Here's the problem::

"A certain kind of tire is known to begin showing wear when it has been driven for 16,500 miles on the average with a standard deviation of 3,300 miles. If a car rental agency buys 36 of these tires for replacement purposes and puts each one on a different car, what are the probabilities that the 36 tires will average."

i couldn't really get the question... it's either i'm very bad at english or i'm very bad at analyzing. In any case, I also find it quite confusing having 2 units (miles and tires)

In urgent need... Help greatly appreciated!

2. As I read the question, the last sentence doesn't really make sense...

Have you missed out some words from the question, perhaps?

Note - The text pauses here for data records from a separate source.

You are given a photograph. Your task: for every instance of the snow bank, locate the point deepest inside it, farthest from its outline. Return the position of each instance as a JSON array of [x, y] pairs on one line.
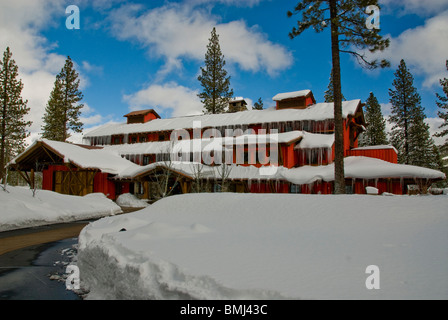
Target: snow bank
[[129, 200], [269, 246], [19, 209]]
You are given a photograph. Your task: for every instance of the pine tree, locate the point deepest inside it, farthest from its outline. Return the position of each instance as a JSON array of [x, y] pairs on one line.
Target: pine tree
[[216, 92], [258, 105], [63, 108], [442, 103], [347, 22], [405, 102], [13, 111], [375, 133], [329, 94]]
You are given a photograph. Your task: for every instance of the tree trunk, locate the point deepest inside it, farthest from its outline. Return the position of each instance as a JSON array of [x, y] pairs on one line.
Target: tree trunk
[[339, 182]]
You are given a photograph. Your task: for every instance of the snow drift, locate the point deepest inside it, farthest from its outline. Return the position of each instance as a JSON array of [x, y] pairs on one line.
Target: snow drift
[[269, 246]]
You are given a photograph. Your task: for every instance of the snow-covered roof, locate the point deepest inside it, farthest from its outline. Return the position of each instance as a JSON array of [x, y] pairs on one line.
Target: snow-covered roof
[[290, 95], [316, 112], [360, 168]]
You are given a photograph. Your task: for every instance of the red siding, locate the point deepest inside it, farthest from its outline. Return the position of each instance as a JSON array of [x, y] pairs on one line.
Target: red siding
[[149, 117], [384, 154]]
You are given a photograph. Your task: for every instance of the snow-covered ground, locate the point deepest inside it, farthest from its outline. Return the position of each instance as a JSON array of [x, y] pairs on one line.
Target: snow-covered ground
[[19, 209], [273, 246]]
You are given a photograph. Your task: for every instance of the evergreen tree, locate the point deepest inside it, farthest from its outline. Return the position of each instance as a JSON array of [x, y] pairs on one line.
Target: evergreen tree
[[442, 103], [63, 108], [375, 133], [216, 92], [347, 22], [13, 111], [258, 105], [329, 94], [405, 102]]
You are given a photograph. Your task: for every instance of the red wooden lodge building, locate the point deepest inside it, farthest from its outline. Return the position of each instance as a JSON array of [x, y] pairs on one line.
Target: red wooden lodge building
[[137, 156]]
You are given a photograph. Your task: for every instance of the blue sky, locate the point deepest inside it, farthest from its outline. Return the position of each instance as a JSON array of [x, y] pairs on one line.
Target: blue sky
[[147, 54]]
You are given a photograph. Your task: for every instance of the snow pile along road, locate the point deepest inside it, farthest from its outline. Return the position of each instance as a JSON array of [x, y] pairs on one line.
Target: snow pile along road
[[270, 246], [19, 209]]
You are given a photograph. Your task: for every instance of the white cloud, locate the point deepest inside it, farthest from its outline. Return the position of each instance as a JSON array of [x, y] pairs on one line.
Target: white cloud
[[424, 48], [171, 97], [177, 31]]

3. Originally Posted by Pterid
As I read the question, the last sentence doesn't really make sense...

Have you missed out some words from the question, perhaps?
nope... that's exactly what the question states...

maybe it means that the buyer buys 36 tires on the average(??)

4. OK. It's strange, because the final sentence looks like the beginning of a question - but it doesn't finish with a question mark. ("?")

Is it possible that the question continues on the next page of your book? Or maybe it looks like this:

A certain kind of tire is known to begin showing wear when it has been driven for 16,500 miles on the average with a standard deviation of 3,300 miles. If a car rental agency buys 36 of these tires for replacement purposes and puts each one on a different car, what are the probabilities that the 36 tires will average

a) X miles
b) Y miles
c) Z miles

before showing signs of wear?

If you are right, and there is no more to the question, then it does not give you enough information to solve it - so there's no answer!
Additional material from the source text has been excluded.